If you're interested, at the link there is a link with a pdf download.  We address a wide range of evidence, some of which I am certain you have not seen before.

Sunday, August 2, 2020

Trends in Housing Supply

Here's a little sneak peak into some work I've been finishing up.   This graph shows the number of permits issued for single family homes and multi-unit projects (duplexes on up to high rise condos).  The measure is the number of units as a percentage of existing homes.  In other words, what is the gross percentage growth in the housing stock, due to single unit and multi unit building.  The black lines are the averages among all large metros.  The red lines are the averages among the "Closed Access" cities - New York City, Los Angeles, Boston, San Francisco, San Diego, and San Jose.
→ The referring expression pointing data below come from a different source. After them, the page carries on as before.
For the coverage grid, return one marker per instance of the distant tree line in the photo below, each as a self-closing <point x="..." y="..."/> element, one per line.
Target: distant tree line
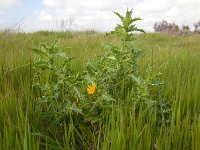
<point x="171" y="28"/>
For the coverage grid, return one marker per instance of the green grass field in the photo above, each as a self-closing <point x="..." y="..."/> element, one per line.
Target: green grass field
<point x="176" y="57"/>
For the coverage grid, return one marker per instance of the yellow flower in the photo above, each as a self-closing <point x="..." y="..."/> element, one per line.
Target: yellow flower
<point x="91" y="89"/>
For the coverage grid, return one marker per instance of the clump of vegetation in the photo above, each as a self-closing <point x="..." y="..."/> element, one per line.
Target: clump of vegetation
<point x="112" y="80"/>
<point x="115" y="101"/>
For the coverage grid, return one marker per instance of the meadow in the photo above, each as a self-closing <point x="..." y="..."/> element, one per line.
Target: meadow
<point x="176" y="57"/>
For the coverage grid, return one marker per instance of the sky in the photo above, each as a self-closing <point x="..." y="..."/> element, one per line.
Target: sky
<point x="34" y="15"/>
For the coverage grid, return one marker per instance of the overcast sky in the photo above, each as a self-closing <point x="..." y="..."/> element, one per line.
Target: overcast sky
<point x="33" y="15"/>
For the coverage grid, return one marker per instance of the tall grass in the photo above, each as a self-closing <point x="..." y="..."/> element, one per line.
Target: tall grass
<point x="177" y="57"/>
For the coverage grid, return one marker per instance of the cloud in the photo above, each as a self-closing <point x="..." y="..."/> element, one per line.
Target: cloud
<point x="98" y="15"/>
<point x="4" y="4"/>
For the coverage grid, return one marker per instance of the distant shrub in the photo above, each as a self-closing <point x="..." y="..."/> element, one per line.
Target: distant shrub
<point x="166" y="27"/>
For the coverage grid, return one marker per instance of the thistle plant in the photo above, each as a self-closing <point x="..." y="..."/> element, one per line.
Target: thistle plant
<point x="111" y="80"/>
<point x="118" y="75"/>
<point x="55" y="83"/>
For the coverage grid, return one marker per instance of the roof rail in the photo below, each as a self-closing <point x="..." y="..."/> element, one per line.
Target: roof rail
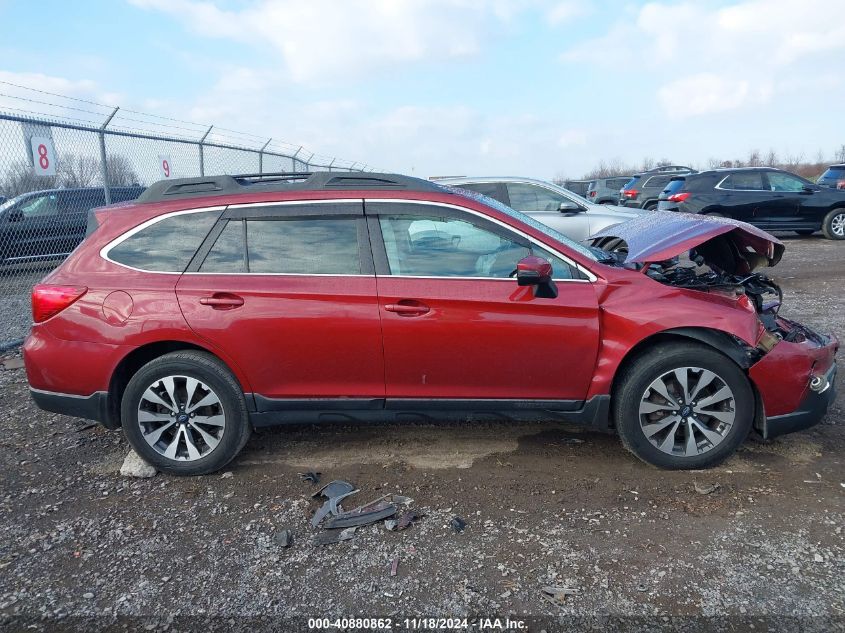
<point x="668" y="169"/>
<point x="179" y="188"/>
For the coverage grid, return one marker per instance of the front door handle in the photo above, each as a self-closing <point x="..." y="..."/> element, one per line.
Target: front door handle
<point x="222" y="301"/>
<point x="407" y="307"/>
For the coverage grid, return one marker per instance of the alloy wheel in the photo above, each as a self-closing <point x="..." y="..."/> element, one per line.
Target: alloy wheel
<point x="181" y="418"/>
<point x="837" y="225"/>
<point x="687" y="411"/>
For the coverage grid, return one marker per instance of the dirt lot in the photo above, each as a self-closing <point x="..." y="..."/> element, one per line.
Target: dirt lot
<point x="544" y="503"/>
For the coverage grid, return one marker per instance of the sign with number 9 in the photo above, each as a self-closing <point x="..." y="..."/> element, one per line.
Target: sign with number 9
<point x="165" y="166"/>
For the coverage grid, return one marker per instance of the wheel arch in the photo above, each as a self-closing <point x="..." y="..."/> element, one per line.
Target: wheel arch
<point x="736" y="350"/>
<point x="140" y="356"/>
<point x="728" y="345"/>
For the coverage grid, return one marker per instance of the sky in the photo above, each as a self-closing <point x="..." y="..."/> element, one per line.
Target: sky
<point x="456" y="87"/>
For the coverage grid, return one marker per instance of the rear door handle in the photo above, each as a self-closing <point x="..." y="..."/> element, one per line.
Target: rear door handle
<point x="407" y="307"/>
<point x="222" y="301"/>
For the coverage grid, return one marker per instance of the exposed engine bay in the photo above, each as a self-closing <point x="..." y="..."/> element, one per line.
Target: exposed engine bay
<point x="763" y="293"/>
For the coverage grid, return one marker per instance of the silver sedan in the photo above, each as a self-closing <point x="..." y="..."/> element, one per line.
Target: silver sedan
<point x="559" y="208"/>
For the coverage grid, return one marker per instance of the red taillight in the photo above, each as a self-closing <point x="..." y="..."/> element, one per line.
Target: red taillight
<point x="678" y="197"/>
<point x="48" y="301"/>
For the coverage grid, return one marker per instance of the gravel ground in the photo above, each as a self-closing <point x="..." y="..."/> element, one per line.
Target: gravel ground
<point x="544" y="503"/>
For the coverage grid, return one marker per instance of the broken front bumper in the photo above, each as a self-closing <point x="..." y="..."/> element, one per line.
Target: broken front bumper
<point x="809" y="413"/>
<point x="796" y="382"/>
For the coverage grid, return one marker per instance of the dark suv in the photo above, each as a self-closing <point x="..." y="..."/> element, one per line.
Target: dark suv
<point x="642" y="190"/>
<point x="770" y="198"/>
<point x="49" y="224"/>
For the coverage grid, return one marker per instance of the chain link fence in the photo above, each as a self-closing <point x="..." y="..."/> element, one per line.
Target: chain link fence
<point x="58" y="164"/>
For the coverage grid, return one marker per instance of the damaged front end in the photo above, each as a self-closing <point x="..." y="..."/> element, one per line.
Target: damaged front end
<point x="792" y="367"/>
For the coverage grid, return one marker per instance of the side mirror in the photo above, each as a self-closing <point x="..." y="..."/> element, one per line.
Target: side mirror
<point x="537" y="272"/>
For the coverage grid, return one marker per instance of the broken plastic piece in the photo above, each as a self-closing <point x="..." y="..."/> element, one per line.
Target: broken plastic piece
<point x="334" y="489"/>
<point x="334" y="536"/>
<point x="310" y="476"/>
<point x="348" y="519"/>
<point x="283" y="538"/>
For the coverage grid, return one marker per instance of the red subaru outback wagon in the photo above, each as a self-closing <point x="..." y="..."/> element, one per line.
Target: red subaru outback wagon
<point x="214" y="305"/>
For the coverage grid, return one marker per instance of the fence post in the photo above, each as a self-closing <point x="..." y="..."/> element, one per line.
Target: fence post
<point x="202" y="154"/>
<point x="104" y="169"/>
<point x="261" y="156"/>
<point x="293" y="158"/>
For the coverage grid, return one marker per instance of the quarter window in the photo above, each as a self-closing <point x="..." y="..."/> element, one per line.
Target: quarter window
<point x="442" y="246"/>
<point x="532" y="199"/>
<point x="312" y="246"/>
<point x="228" y="253"/>
<point x="784" y="182"/>
<point x="167" y="245"/>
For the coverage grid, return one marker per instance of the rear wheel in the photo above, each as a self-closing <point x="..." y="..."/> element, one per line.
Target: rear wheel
<point x="185" y="414"/>
<point x="833" y="225"/>
<point x="683" y="406"/>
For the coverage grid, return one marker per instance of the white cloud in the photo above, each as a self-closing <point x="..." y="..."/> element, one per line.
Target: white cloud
<point x="324" y="39"/>
<point x="567" y="11"/>
<point x="32" y="97"/>
<point x="572" y="138"/>
<point x="719" y="58"/>
<point x="708" y="93"/>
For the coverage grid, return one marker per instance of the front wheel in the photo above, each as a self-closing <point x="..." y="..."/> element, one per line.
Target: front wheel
<point x="833" y="225"/>
<point x="185" y="414"/>
<point x="683" y="406"/>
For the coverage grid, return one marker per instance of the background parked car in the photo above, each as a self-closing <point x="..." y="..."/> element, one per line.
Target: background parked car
<point x="606" y="190"/>
<point x="642" y="190"/>
<point x="770" y="198"/>
<point x="833" y="177"/>
<point x="49" y="224"/>
<point x="577" y="186"/>
<point x="548" y="203"/>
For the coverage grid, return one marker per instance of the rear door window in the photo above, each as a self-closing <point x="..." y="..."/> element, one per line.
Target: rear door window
<point x="165" y="245"/>
<point x="657" y="181"/>
<point x="784" y="182"/>
<point x="744" y="181"/>
<point x="305" y="246"/>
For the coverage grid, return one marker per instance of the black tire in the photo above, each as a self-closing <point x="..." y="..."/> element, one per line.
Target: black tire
<point x="213" y="374"/>
<point x="833" y="225"/>
<point x="634" y="385"/>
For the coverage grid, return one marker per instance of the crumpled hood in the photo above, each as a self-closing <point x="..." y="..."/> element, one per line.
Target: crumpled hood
<point x="729" y="245"/>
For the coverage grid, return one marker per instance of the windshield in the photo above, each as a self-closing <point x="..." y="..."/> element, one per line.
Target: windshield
<point x="526" y="219"/>
<point x="8" y="204"/>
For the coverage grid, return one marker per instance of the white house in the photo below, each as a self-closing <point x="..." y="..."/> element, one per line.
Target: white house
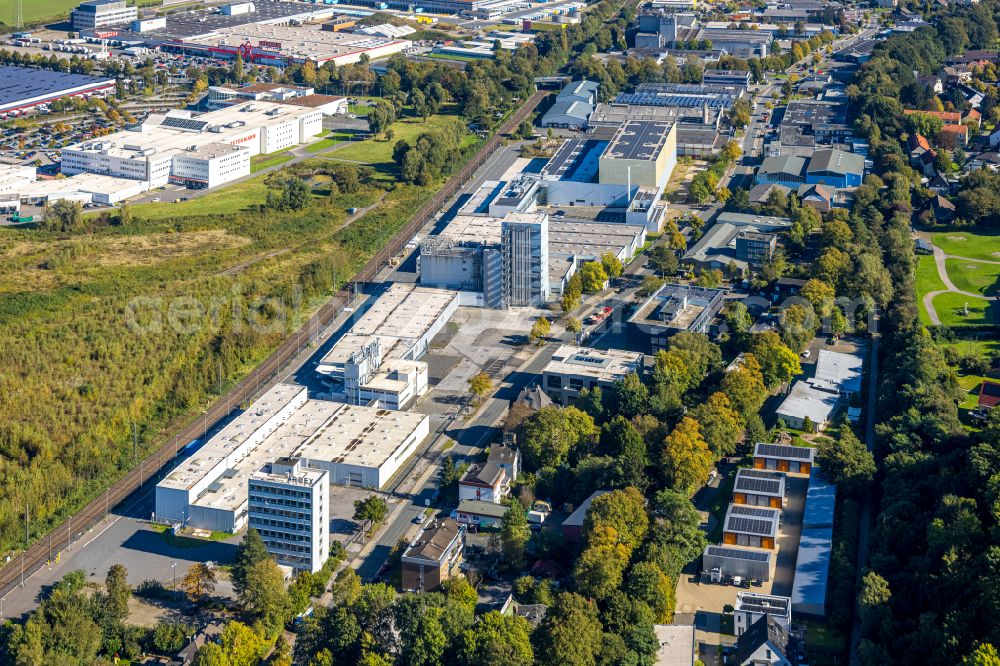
<point x="765" y="643"/>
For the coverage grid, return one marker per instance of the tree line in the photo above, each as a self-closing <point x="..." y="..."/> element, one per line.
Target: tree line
<point x="930" y="594"/>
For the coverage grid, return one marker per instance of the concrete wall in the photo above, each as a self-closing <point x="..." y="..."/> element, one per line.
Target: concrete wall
<point x="572" y="193"/>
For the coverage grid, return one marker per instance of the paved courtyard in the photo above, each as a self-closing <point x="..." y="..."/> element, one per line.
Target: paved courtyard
<point x="701" y="603"/>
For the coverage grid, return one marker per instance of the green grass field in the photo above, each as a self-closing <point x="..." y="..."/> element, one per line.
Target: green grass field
<point x="269" y="161"/>
<point x="223" y="201"/>
<point x="950" y="307"/>
<point x="37" y="11"/>
<point x="979" y="244"/>
<point x="987" y="347"/>
<point x="378" y="152"/>
<point x="974" y="276"/>
<point x="927" y="280"/>
<point x="329" y="141"/>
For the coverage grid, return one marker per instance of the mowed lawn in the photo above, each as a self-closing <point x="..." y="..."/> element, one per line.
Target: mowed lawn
<point x="950" y="308"/>
<point x="983" y="244"/>
<point x="378" y="152"/>
<point x="225" y="200"/>
<point x="928" y="280"/>
<point x="37" y="10"/>
<point x="49" y="10"/>
<point x="974" y="276"/>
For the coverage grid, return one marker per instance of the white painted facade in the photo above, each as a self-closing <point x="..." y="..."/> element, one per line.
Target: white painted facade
<point x="289" y="507"/>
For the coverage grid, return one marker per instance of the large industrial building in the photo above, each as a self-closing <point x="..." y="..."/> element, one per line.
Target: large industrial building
<point x="102" y="13"/>
<point x="504" y="257"/>
<point x="280" y="45"/>
<point x="267" y="33"/>
<point x="24" y="88"/>
<point x="612" y="167"/>
<point x="200" y="151"/>
<point x="378" y="358"/>
<point x="357" y="446"/>
<point x="674" y="308"/>
<point x="643" y="153"/>
<point x="220" y="97"/>
<point x="572" y="369"/>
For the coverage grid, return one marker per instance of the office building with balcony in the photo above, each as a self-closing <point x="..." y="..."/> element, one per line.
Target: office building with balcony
<point x="434" y="556"/>
<point x="289" y="507"/>
<point x="525" y="259"/>
<point x="756" y="248"/>
<point x="101" y="13"/>
<point x="575" y="368"/>
<point x="674" y="308"/>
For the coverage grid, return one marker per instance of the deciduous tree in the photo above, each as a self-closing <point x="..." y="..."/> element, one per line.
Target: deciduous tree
<point x="687" y="460"/>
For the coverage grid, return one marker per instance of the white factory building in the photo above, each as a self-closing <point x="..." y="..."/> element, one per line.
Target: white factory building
<point x="289" y="507"/>
<point x="102" y="13"/>
<point x="573" y="369"/>
<point x="200" y="151"/>
<point x="357" y="446"/>
<point x="520" y="258"/>
<point x="379" y="357"/>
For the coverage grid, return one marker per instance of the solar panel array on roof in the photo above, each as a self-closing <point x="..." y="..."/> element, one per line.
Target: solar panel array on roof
<point x="189" y="124"/>
<point x="782" y="451"/>
<point x="746" y="484"/>
<point x="654" y="99"/>
<point x="738" y="553"/>
<point x="23" y="83"/>
<point x="638" y="140"/>
<point x="747" y="510"/>
<point x="761" y="603"/>
<point x="750" y="526"/>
I find several interesting items to note here:

1) Of course, the Closed Access cities build single family homes at much lower rates than anywhere else.  Also, there was absolutely no supply response in the Closed Access cities in the single family market due to the subprime lending boom.  The rate of single family building was lower in 2005 than it had been in any year since 1996.  I have heard anecdotal defenses of the housing bust, claiming that even cities like LA had excess supply where single family homes were being built in the suburbs, where there wasn't really demand for them.  That idea is belied by the data.

2) However, as prices increased, there was a tremendous supply response in the Closed Access cities in multi-unit projects.  In spite of the horror stories of the local hoops one must jump through to build apartments, the Closed Access cities really are building many more apartments than they had before 2003.

3) Since 2004, in fact, the rate of multi-unit building in the Closed Access cities has matched the national average.  In the end, the regulatory obstacles create higher prices.  Potential residents push prices up until it is worth the trouble to build units.  The regulatory obstacles now are raising prices rather than pushing down new supply, relative to other cities.  This suggests that demand is inelastic.  Agglomeration effects, etc. are strong.  This is, in fact, bad news.  This suggests that the regulatory limits to multi-unit housing are more widespread than just the Closed Access cities.  As bad as the regulatory environment is in the Closed Access cities, other cities are not building multi-unit housing at a rate significantly higher than they are.

4) The deep cuts to mortgage lending since 2007 have cut into single family building in the Closed Access cities just as much as they have in other cities.  Building in the Closed Access cities has nearly recovered to pre-crisis levels, but that's all multi-unit.  In the 1970s and 1980s, it was common for multi-unit building to be double or triple what it is today.  To get anywhere close to that today would require a wholesale regulatory overhaul across the country.

Fortunately, the political center seems to be moving in that direction.  We have a long way to go.

I am finishing up a paper with much more detail on housing supply before the crisis, and another with much more detail on the influences on home prices.